All we need to do is copy this part of the codes in R (which is quite self-explanatory because it has been commented) and run it.

#installs the packages "text-mining" and "word cloud"
library(tm)
library(wordcloud)
# now save the plain text file in any folder
# assume the file is cuisine.txt and the folder "cuisine"
# also assume the folder resides at # c:/Users/Ayan/Documents/cuisine/
# note: the file is not specified but rather the folder 
# in which it lives
# loads the text into a corpus
cuisine <- Corpus(DirSource("C:/Users/Ayan/Documents/cuisine/"))
# corpus do not behave as simple objects but virtual, so #inspect(cuisine) instead of cuisine
inspect(cuisine)
# tm_map function comes with the "tm" package
# remove unnecessary whitespace
cuisine <- tm_map(cuisine,stripWhitespace)
# converts everything to lower case 
cuisine <- tm_map(cuisine,tolower)
# removes English stopwords like "the","they",etc
cuisine <- tm_map(cuisine,removeWords,stopwords ("english"))
# allows text stemming like play, playing, played etc
cuisine <- tm_map(cuisine,stemDocument)
# removes all punctuations
cuisine <- tm_map(cuisine,removePunctuation)
# removes all numbers
cuisine <- tm_map(cuisine,removeNumbers)
# saves the wordcloud in an image format
png("wordcloud_packages.png", width=1280,height=800)
# applies wordcloud algorithm
# scale - controls difference between largest and smallest fonts
# maxwords - limits number of words in the cloud
# rot.per - % of vertical text
wordcloud(cuisine, scale=c(5,0.5), max.words=100, +random.order=FALSE, rot.per=0.35, use.r.layout=FALSE, +colors=brewer.pal(8, "Dark2"))
# note: + indicates a continuation of the same line in R

It's almost done but not complete yet. We might want to lose a few words, depending on the context from our created word cloud. We can fit that as well. So after the cloud is formed, we choose the words which we want to omit from the cloud and type in:

cuisine <- tm_map(cuisine,removeWords,"words_to_be_removed")

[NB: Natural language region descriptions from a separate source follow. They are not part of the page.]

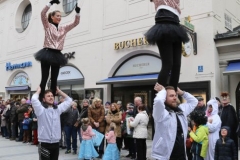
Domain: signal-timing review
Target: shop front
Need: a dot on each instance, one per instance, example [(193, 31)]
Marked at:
[(136, 77), (19, 86)]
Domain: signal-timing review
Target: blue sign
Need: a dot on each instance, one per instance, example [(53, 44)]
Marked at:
[(16, 66), (200, 68)]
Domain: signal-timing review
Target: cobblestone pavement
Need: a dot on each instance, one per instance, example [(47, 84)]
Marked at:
[(11, 150)]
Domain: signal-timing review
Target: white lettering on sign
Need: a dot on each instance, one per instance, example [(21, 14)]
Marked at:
[(66, 72), (141, 65)]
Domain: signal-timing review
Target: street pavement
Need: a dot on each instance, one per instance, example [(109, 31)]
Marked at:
[(12, 150)]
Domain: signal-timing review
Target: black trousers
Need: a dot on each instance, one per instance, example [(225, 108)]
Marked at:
[(45, 67), (141, 149), (170, 53), (119, 143), (132, 147), (48, 151)]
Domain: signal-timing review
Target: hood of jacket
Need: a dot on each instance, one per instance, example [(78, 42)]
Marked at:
[(214, 104)]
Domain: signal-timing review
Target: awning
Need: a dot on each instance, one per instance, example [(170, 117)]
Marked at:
[(17, 88), (124, 79), (232, 68)]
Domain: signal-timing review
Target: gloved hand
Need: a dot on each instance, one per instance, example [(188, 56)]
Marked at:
[(77, 9), (54, 1)]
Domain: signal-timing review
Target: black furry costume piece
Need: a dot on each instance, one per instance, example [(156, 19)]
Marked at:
[(169, 35)]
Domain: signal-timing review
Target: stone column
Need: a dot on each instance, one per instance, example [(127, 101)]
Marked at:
[(224, 78)]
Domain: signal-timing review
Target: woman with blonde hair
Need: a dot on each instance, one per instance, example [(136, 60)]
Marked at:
[(87, 150), (115, 116), (112, 152), (96, 115)]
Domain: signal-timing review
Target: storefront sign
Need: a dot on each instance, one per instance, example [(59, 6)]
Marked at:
[(17, 66), (200, 68), (69, 72), (130, 43), (20, 79), (143, 64), (69, 55)]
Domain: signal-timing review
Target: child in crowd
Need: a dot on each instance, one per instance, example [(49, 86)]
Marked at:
[(26, 125), (225, 147), (200, 137), (111, 152), (87, 150)]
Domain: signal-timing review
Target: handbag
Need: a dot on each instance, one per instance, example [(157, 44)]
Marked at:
[(97, 139)]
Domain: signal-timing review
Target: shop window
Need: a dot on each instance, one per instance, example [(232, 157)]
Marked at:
[(26, 16), (69, 5)]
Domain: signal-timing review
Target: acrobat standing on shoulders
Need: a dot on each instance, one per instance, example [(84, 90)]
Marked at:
[(50, 56), (168, 34)]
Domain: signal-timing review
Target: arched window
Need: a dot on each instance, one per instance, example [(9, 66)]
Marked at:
[(26, 16), (69, 5)]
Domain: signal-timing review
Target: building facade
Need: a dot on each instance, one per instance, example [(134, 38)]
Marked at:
[(108, 55)]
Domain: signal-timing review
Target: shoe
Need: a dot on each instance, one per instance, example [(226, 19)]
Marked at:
[(129, 155), (68, 151)]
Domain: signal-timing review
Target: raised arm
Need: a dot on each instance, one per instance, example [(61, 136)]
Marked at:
[(70, 26), (38, 108), (159, 111), (44, 16)]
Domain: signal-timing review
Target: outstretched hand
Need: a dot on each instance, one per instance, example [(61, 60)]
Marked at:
[(39, 90), (158, 87), (77, 9), (54, 1)]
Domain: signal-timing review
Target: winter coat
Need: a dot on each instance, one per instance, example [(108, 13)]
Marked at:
[(97, 115), (21, 110), (3, 119), (140, 125), (225, 148), (213, 128), (115, 118), (165, 122), (200, 143), (13, 116), (26, 122)]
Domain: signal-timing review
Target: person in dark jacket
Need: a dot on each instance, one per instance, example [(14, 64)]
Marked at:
[(13, 120), (70, 129), (20, 111), (229, 117), (83, 114), (225, 148)]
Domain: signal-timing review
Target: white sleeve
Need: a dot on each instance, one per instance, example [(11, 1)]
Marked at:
[(159, 111), (189, 106), (38, 108), (65, 105), (215, 125)]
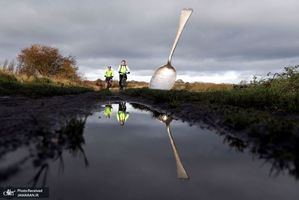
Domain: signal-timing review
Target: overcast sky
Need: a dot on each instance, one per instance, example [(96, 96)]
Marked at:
[(224, 40)]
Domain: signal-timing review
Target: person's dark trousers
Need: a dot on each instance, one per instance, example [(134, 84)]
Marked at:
[(121, 76)]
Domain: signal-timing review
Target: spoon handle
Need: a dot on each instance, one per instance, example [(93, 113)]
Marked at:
[(181, 172), (185, 14)]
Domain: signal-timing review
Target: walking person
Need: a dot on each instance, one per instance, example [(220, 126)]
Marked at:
[(109, 77), (123, 70)]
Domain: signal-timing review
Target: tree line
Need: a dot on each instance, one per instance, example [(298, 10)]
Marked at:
[(45, 61)]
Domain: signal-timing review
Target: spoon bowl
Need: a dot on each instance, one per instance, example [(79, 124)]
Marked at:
[(165, 76)]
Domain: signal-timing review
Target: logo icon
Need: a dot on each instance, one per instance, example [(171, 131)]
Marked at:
[(9, 193)]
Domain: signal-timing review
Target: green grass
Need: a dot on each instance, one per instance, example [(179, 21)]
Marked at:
[(277, 94), (10, 85)]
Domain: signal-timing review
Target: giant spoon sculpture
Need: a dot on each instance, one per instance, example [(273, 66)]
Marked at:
[(165, 76), (181, 172)]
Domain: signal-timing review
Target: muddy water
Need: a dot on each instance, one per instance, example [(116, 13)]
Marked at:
[(102, 157)]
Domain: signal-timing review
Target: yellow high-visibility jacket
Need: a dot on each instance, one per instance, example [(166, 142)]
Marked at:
[(108, 111), (109, 73), (122, 116), (123, 69)]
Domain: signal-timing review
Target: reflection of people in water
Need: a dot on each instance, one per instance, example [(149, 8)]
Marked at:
[(108, 111), (122, 114)]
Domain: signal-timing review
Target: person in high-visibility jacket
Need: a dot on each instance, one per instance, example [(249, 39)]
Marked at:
[(123, 70), (108, 110), (122, 116), (109, 76)]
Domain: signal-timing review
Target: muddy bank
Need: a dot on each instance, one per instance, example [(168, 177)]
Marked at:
[(272, 137), (51, 125)]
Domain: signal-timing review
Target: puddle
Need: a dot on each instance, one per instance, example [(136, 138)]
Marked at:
[(123, 151)]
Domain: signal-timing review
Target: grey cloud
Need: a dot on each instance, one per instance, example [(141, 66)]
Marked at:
[(221, 35)]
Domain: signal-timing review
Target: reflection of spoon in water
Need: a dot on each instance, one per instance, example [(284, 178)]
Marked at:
[(165, 76), (181, 172)]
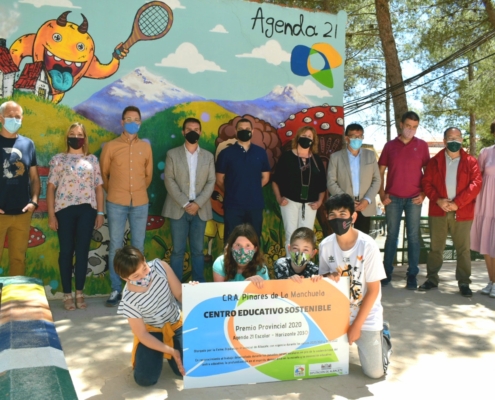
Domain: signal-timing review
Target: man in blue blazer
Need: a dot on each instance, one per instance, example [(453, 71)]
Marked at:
[(355, 171), (189, 180)]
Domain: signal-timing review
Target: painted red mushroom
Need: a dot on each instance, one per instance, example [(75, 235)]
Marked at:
[(36, 238), (328, 122), (154, 222)]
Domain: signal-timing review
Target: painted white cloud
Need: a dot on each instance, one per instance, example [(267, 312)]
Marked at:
[(309, 88), (8, 21), (271, 52), (118, 92), (219, 29), (188, 57), (173, 4), (50, 3)]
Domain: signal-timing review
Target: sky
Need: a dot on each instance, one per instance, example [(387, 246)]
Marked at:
[(216, 49)]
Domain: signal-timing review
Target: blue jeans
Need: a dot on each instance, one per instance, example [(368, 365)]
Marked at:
[(192, 227), (75, 227), (236, 216), (148, 362), (393, 215), (117, 217)]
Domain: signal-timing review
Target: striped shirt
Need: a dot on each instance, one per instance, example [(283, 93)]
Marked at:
[(157, 305)]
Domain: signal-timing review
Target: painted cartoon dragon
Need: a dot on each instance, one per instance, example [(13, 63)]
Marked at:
[(67, 52)]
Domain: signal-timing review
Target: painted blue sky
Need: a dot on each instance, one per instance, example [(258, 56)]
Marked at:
[(212, 49)]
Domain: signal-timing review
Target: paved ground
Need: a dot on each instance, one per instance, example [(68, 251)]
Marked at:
[(444, 348)]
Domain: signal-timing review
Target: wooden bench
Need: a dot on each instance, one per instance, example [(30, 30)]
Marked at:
[(32, 363)]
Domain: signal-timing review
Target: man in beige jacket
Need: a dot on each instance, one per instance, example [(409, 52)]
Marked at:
[(354, 171), (189, 180)]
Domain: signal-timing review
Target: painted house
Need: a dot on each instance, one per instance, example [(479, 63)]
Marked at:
[(7, 70), (33, 79)]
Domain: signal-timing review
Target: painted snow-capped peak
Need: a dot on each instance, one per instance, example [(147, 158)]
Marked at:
[(287, 94), (143, 84)]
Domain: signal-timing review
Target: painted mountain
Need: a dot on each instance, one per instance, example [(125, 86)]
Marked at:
[(154, 94), (274, 108), (150, 92)]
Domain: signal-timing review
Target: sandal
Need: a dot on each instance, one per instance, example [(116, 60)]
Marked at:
[(69, 302), (80, 301)]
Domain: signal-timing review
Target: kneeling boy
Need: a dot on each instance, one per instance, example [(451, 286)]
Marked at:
[(298, 264), (349, 252)]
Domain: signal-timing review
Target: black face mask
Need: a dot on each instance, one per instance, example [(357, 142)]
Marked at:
[(192, 136), (244, 135), (304, 142), (75, 143), (340, 225)]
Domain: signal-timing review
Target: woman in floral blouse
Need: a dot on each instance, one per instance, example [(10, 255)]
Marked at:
[(75, 206)]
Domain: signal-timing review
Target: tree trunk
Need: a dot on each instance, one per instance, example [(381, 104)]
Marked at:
[(394, 71), (472, 118), (387, 115), (490, 11)]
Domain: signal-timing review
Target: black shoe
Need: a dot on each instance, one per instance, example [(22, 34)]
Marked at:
[(465, 291), (386, 346), (427, 286), (412, 283)]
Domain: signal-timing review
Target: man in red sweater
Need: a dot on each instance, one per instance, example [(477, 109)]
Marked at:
[(452, 181)]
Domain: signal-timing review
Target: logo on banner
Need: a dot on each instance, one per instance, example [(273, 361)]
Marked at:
[(299, 370)]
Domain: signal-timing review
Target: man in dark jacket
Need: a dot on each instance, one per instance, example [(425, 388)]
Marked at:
[(452, 181)]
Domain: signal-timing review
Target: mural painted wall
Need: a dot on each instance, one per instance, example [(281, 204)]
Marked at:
[(216, 60)]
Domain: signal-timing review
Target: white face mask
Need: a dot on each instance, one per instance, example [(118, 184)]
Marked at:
[(144, 282)]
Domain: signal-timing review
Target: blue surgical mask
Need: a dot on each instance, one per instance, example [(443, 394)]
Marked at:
[(12, 125), (131, 127), (356, 143)]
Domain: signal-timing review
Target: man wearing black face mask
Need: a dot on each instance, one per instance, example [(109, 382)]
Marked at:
[(189, 180), (242, 171), (352, 253), (452, 181)]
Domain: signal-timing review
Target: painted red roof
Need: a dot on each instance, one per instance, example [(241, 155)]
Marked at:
[(7, 65), (29, 76)]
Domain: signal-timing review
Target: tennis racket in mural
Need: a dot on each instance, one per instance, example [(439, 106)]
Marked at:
[(152, 21)]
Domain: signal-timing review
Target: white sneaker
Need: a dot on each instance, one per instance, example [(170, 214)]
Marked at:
[(487, 289)]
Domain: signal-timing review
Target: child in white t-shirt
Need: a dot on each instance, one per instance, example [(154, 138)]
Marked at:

and then type in the code for the wordcloud again and we can see the difference. The wordcloud however, gets saved in the path given,ie, in this case, the Documents folder. If we want to see the cloud in R, just remove the line which saves it in the image format.

By playing around with a few codes, intuitively, we can display our creativity a bit further, like we can change the color, the number of words to be displayed and so on, and I leave it now to the readers!

Happy text mining!

Note: Initially, we can install the mentioned packages by typing in the following commands:

install.packages("tm")
install.packages("wordcloud")

Otherwise, we can manually install the packages from the CRAN mirrors in R or R Studio.